Once upon a time…
There was a meadow. In this meadow lived squirrels and turtles and bumblebees.
And every day at dusk, there would come a man to this meadow. He would kill five of each small animal that he saw and two of each bigger one, until the first three stars shone in the sky.
Gathering up his prey for the day, he would travel to a clearing not far off, dead weight over his back.
In the clearing, he aligned the animals into a cross on the ground. Covering them with kerosene, he turned them into a bonfire. It always shone with miraculous clarity, for three towns over.
The man takes a seat just a few feet away from the fire, admiring the licks of flame that he wrought.
He pikes a leftover rabbit from the massacre and cooks it, eating the meat off the stick in the harsh fire light.
Only the maker of the fire knows its purpose.
One day there was no bonfire.
In the spring of 1962 there was a lumberjack. He worked long days and sometimes long nights.
He stacked thick pieces of wood onto conveyor belts and through machines. He didn’t mind the work, because it gave him food for his family and kept his house in his name.

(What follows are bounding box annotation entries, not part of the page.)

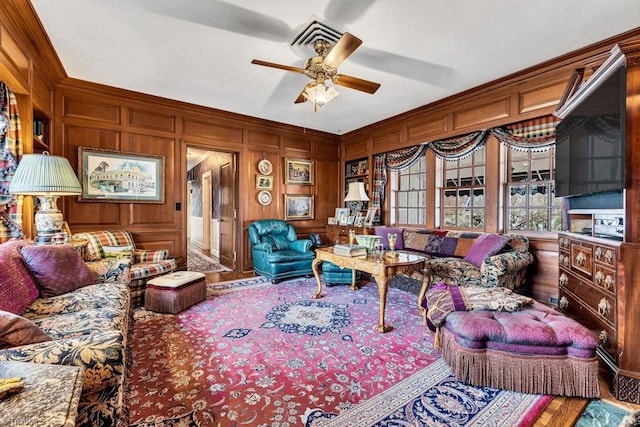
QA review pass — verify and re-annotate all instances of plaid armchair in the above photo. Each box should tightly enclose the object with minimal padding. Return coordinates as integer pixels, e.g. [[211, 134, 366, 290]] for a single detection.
[[73, 230, 177, 307]]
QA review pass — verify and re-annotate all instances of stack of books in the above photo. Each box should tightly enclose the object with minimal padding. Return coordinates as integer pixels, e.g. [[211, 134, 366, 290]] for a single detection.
[[333, 245, 367, 256]]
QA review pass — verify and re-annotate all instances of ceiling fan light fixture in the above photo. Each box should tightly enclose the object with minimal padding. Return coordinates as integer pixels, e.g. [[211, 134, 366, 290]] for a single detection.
[[302, 82, 339, 111]]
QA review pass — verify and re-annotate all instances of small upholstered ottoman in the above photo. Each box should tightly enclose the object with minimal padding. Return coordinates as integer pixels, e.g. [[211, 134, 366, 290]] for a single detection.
[[440, 302, 600, 398], [144, 271, 207, 314]]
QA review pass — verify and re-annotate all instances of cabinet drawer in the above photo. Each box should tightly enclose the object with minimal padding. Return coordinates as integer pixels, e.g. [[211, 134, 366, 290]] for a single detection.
[[558, 287, 618, 363], [571, 241, 593, 279], [593, 245, 618, 268], [559, 272, 616, 325], [593, 264, 618, 295]]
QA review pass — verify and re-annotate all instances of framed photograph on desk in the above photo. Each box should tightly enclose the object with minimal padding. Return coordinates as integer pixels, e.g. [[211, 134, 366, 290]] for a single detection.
[[336, 208, 349, 225]]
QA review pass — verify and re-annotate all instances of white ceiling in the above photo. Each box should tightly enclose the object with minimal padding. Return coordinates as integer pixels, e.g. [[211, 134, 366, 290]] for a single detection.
[[31, 0, 640, 134]]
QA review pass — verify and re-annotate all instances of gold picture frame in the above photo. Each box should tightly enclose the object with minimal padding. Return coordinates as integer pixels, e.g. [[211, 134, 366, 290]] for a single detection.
[[284, 158, 313, 185]]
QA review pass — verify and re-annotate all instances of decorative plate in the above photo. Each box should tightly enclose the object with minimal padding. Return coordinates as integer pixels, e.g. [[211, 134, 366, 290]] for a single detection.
[[258, 190, 273, 206], [258, 159, 273, 175]]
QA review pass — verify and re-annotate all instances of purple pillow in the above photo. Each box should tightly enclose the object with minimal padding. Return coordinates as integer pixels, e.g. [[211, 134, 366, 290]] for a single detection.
[[0, 240, 40, 314], [375, 226, 404, 250], [464, 233, 509, 268], [20, 245, 96, 297]]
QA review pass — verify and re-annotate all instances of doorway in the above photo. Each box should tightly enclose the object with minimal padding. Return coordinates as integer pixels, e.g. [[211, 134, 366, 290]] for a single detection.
[[186, 146, 238, 271]]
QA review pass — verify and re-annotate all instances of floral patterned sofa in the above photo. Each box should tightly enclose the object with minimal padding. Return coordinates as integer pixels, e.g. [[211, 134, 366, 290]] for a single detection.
[[0, 241, 133, 426], [73, 230, 177, 307], [376, 227, 533, 294]]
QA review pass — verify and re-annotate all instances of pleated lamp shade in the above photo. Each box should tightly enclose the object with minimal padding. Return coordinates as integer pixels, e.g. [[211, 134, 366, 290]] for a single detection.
[[9, 152, 82, 196]]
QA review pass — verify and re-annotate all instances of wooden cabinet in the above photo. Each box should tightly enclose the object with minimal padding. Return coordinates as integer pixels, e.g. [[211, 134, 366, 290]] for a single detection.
[[558, 232, 639, 403], [326, 224, 376, 245]]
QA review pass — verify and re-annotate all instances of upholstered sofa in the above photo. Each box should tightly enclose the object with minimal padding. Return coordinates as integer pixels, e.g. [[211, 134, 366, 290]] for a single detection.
[[73, 230, 177, 307], [0, 241, 133, 426], [376, 227, 533, 294], [248, 219, 315, 283]]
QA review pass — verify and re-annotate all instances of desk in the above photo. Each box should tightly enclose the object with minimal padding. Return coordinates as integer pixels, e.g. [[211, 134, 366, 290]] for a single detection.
[[311, 246, 429, 333], [0, 362, 84, 427]]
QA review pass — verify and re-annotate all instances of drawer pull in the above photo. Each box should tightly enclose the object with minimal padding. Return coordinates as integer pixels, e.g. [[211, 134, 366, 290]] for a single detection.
[[598, 331, 609, 345], [558, 273, 569, 286], [558, 296, 569, 310], [598, 298, 611, 316], [596, 270, 603, 285], [595, 248, 602, 261], [604, 274, 613, 290], [604, 249, 613, 264]]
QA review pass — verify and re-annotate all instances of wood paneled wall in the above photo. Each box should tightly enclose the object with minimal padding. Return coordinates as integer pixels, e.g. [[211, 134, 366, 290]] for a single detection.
[[53, 79, 339, 271]]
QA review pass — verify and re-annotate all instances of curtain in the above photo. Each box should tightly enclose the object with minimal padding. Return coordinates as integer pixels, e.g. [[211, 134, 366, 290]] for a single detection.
[[428, 130, 489, 160], [490, 116, 560, 151], [371, 144, 426, 224], [0, 81, 24, 243]]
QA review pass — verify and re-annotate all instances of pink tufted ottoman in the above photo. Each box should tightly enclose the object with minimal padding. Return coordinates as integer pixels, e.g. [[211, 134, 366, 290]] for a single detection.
[[440, 302, 600, 398]]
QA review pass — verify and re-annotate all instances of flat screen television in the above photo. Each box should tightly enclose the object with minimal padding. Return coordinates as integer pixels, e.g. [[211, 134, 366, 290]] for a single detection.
[[555, 67, 626, 197]]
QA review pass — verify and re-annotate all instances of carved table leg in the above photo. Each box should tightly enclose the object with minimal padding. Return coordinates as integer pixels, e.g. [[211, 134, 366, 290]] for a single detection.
[[375, 275, 393, 334], [311, 258, 322, 299]]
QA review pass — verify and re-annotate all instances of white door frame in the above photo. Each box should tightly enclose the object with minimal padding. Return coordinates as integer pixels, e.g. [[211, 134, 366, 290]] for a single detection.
[[201, 171, 212, 251]]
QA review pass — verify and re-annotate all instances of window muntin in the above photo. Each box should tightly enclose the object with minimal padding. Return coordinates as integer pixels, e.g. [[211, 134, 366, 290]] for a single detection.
[[506, 147, 562, 231], [390, 156, 427, 225], [441, 147, 486, 229]]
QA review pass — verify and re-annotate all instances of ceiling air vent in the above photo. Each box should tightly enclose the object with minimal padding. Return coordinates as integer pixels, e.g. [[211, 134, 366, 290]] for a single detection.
[[291, 16, 344, 51]]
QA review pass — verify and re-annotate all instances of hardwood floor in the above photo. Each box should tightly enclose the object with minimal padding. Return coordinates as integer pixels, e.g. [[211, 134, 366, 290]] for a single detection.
[[196, 258, 640, 427]]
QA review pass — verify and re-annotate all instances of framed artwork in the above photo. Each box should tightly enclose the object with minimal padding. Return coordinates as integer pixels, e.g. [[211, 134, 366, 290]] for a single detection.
[[336, 208, 349, 225], [364, 208, 378, 227], [256, 175, 273, 190], [284, 194, 313, 221], [78, 147, 164, 203], [284, 159, 313, 185]]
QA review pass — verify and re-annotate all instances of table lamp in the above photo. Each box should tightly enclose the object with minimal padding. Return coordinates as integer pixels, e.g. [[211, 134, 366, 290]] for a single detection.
[[9, 151, 82, 244], [344, 182, 369, 219]]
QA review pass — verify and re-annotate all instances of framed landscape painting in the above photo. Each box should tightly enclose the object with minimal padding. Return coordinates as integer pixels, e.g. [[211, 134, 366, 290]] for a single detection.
[[284, 194, 313, 221], [78, 147, 164, 203], [284, 159, 313, 185]]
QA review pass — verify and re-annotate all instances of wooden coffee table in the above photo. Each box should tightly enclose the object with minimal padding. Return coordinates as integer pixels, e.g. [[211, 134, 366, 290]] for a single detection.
[[311, 246, 428, 333]]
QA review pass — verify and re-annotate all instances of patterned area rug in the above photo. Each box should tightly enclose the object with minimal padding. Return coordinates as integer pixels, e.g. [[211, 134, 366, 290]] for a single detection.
[[129, 277, 550, 427], [187, 247, 231, 273], [576, 400, 633, 427]]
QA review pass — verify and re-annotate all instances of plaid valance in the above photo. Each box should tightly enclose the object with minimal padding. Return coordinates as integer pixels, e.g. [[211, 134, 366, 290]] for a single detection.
[[490, 116, 560, 151], [0, 81, 24, 242], [428, 130, 489, 160]]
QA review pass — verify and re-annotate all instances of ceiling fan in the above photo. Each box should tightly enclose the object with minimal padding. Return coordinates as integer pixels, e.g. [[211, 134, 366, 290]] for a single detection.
[[251, 33, 380, 111]]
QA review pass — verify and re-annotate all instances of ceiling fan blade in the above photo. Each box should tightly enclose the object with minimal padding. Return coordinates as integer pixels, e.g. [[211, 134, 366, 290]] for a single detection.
[[349, 46, 453, 88], [251, 59, 304, 74], [333, 74, 380, 93], [138, 0, 292, 42], [324, 0, 376, 25], [324, 33, 362, 68]]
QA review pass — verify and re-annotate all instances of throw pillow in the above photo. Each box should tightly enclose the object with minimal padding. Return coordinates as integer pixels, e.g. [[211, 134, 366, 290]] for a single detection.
[[464, 233, 509, 268], [102, 245, 133, 258], [0, 311, 51, 349], [20, 245, 96, 297], [0, 240, 40, 314], [375, 226, 404, 250]]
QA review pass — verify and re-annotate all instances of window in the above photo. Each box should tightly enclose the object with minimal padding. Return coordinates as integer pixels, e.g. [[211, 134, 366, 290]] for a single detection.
[[506, 147, 562, 231], [390, 156, 427, 225], [441, 147, 486, 228]]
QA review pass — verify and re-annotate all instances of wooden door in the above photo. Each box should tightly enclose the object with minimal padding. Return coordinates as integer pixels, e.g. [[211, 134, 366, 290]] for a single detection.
[[219, 159, 236, 270]]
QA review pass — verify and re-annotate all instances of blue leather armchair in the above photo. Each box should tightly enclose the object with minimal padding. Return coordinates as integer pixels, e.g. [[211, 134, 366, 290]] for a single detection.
[[248, 219, 315, 283]]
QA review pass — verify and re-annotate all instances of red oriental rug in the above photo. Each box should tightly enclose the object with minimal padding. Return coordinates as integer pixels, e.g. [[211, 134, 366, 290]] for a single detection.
[[128, 278, 551, 427]]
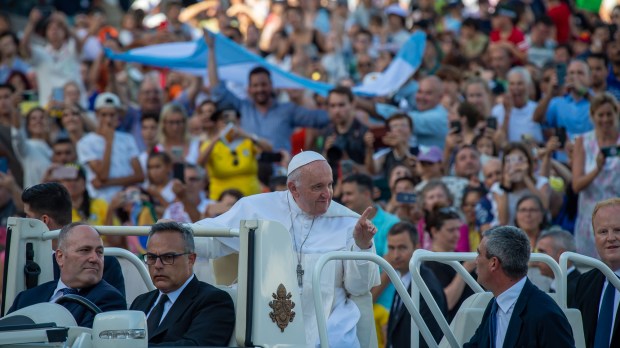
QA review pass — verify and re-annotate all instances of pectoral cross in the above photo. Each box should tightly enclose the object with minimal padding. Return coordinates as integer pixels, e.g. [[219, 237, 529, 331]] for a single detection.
[[297, 263, 304, 288]]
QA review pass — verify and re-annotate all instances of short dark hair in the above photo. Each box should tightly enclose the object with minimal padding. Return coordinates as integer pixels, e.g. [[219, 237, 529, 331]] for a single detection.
[[483, 226, 531, 279], [248, 65, 271, 81], [22, 182, 72, 226], [327, 86, 354, 102], [342, 173, 374, 193], [0, 83, 15, 94], [146, 221, 196, 253], [388, 221, 419, 246], [140, 112, 159, 124], [586, 53, 609, 67], [58, 221, 101, 250]]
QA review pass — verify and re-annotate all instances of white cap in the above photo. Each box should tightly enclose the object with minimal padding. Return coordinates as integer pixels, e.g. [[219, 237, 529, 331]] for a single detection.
[[286, 151, 327, 176], [95, 92, 121, 110]]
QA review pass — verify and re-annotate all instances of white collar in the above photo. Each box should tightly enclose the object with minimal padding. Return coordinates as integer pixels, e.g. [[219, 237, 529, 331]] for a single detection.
[[496, 277, 527, 313], [52, 278, 80, 296], [155, 274, 196, 304]]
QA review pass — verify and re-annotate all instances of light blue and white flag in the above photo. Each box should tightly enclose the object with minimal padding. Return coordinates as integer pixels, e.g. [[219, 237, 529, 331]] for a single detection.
[[105, 32, 426, 96], [106, 34, 332, 95], [353, 31, 426, 96]]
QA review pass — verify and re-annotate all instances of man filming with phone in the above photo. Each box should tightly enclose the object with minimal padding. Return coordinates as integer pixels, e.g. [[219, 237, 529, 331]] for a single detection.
[[532, 60, 593, 138]]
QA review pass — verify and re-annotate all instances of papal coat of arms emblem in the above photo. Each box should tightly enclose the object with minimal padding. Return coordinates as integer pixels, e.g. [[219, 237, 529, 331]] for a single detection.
[[269, 284, 295, 332]]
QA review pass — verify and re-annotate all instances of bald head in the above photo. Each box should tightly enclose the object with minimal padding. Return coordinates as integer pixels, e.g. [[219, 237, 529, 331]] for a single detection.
[[415, 76, 443, 111], [138, 77, 163, 113]]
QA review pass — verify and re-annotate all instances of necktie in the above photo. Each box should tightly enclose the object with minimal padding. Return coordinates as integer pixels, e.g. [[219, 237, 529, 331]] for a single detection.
[[146, 294, 168, 339], [489, 299, 499, 348], [594, 282, 616, 348]]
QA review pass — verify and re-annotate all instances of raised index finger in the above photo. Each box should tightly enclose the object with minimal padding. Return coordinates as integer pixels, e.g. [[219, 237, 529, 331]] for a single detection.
[[360, 206, 375, 221]]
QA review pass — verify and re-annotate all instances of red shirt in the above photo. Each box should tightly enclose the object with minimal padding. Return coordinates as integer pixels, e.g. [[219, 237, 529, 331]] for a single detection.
[[489, 27, 529, 52], [547, 3, 570, 44]]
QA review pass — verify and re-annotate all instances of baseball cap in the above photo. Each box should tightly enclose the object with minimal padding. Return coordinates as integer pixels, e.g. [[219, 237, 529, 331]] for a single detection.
[[95, 92, 121, 110], [418, 146, 443, 163], [385, 4, 407, 18]]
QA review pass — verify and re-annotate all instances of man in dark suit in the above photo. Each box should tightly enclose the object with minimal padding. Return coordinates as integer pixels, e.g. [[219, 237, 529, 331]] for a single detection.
[[8, 222, 127, 327], [385, 222, 448, 348], [22, 182, 125, 296], [130, 222, 235, 346], [464, 226, 575, 347], [536, 228, 581, 301], [568, 197, 620, 348]]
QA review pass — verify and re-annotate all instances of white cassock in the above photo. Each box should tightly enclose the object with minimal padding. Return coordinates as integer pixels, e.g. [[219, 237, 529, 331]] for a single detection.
[[197, 191, 380, 348]]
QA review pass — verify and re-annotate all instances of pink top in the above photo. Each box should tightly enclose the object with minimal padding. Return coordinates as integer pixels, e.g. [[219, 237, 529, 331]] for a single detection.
[[418, 219, 471, 252]]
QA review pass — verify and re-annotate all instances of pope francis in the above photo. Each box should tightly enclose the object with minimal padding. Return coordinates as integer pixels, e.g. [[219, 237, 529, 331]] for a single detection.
[[198, 151, 380, 348]]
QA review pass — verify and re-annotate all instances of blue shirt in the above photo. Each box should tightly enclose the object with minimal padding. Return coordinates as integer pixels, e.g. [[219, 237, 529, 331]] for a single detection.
[[546, 94, 594, 139], [375, 103, 448, 149], [213, 83, 329, 152]]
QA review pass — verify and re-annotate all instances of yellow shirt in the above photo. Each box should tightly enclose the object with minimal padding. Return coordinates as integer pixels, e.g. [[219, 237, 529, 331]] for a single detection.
[[201, 139, 260, 200], [71, 198, 108, 226]]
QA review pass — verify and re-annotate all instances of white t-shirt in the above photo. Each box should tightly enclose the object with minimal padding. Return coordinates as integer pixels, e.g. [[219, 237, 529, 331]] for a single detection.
[[491, 100, 544, 143], [77, 131, 140, 203], [30, 39, 86, 107]]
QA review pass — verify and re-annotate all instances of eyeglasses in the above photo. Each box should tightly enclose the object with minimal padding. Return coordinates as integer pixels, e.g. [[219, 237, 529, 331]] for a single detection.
[[517, 208, 540, 214], [144, 253, 191, 265]]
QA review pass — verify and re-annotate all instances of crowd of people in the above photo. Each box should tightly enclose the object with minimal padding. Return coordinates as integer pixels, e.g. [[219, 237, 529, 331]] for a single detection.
[[0, 0, 620, 347]]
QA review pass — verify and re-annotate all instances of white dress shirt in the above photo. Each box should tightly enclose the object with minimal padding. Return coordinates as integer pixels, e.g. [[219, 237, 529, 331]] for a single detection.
[[598, 270, 620, 344], [146, 275, 195, 324], [495, 277, 527, 347]]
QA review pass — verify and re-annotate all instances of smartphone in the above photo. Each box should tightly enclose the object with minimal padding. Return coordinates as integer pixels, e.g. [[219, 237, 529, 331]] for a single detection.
[[396, 192, 417, 203], [170, 146, 185, 161], [555, 63, 567, 87], [487, 116, 497, 129], [450, 120, 463, 134], [52, 87, 65, 102], [258, 152, 282, 163], [601, 145, 620, 158], [0, 157, 9, 174], [555, 127, 568, 148], [220, 122, 235, 143], [370, 126, 388, 150], [172, 163, 185, 183], [52, 166, 78, 180]]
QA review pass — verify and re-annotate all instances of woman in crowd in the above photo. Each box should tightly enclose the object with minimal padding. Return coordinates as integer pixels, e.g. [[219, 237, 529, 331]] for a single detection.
[[515, 194, 547, 250], [145, 152, 176, 216], [464, 77, 493, 121], [425, 207, 476, 322], [158, 103, 200, 164], [461, 187, 489, 251], [11, 107, 52, 187], [572, 93, 620, 256], [199, 110, 272, 200], [51, 164, 108, 226], [418, 179, 469, 252], [491, 143, 550, 225], [60, 104, 96, 145]]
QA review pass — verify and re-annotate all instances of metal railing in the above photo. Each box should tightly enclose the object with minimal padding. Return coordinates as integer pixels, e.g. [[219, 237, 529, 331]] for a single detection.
[[556, 251, 620, 308]]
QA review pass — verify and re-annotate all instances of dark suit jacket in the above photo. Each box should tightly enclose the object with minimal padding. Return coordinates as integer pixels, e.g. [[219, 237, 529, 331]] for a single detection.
[[387, 265, 448, 348], [7, 280, 127, 328], [130, 276, 235, 347], [52, 255, 125, 296], [568, 269, 620, 347], [463, 279, 575, 348]]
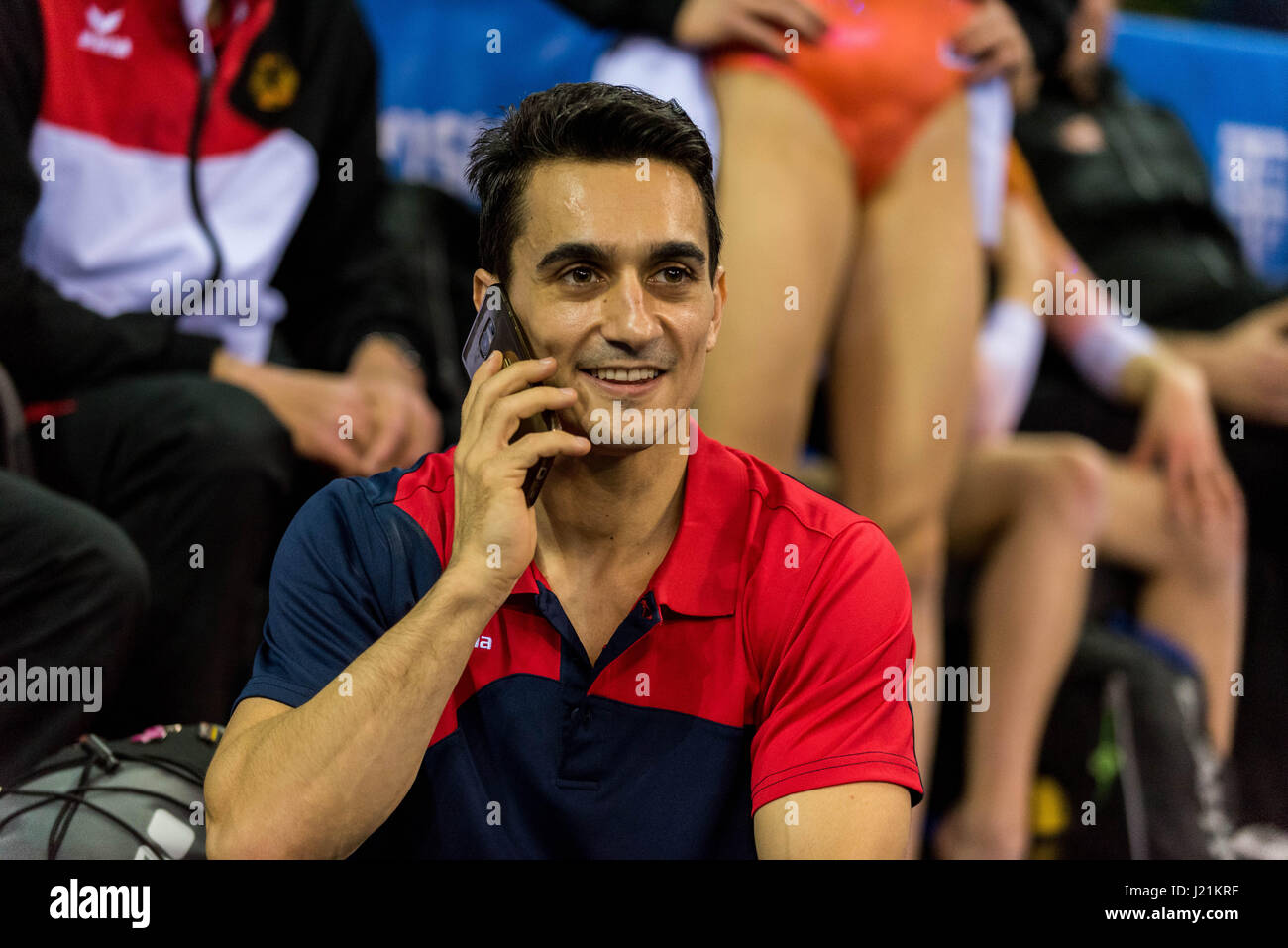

And then he died of a stroke.
The world never had him again, nor did it care.
Once upon a time…
There was a wooden house. In it, a mother of five children was brushing away at dirt spots on the stove. It was near the end of her day, but she still had one last meal to cook before she could rest.
Her bones and muscles were tired, as she’d been scrubbing at clothes on a washboard out in the pond for the whole afternoon. Before that, a lunch had been cooked and cleaned up after, and before that five squirmy children had been bathed and clothed.
She didn’t mind her work, she only wished she had less of it to do.
And then a stone came through the window, hitting her on the temple before falling its way to the floor.
She died quietly and alone, with only her husband and five children to remember her.
Death comes.
It comes inevitably, quickly, slowly, painfully, tragically, pitifully.
It comes.
It’s coming for all of us, someday.
The catch is we don’t know which day.
But it could be today.
Or tomorrow.
You won’t know, that’s the whole point.
Someday it will carry you away, and what will you say to lady death?
“No, not now! My mortgage was so close to being paid off….”
“This is it? This is how I’m going? What a jip!”
The coherency of life and all that it is has been wrought and warped.
We no longer have a keen sense of destiny.
Nobody knows why they’re choosing the paths that they follow.
The world as a whole has been put to sleep, made not to notice the terrible atrocities that are being committed by governments, people abusing their power, and other such scum of the human trip.
Look out your window, what do you see?
Wholesale fences and chemical lawns?
Death trenches and slave farms?
Pools of starvation, loss of innocence, rapid decay.
These are symptoms of a commercial world gone wrong. Of morality gone askew, letting nothing stop for the mighty dollar.
We worship the dollar.
It consumes us and makes us.
Makes us into something terrible, something hollow, something void of intellect.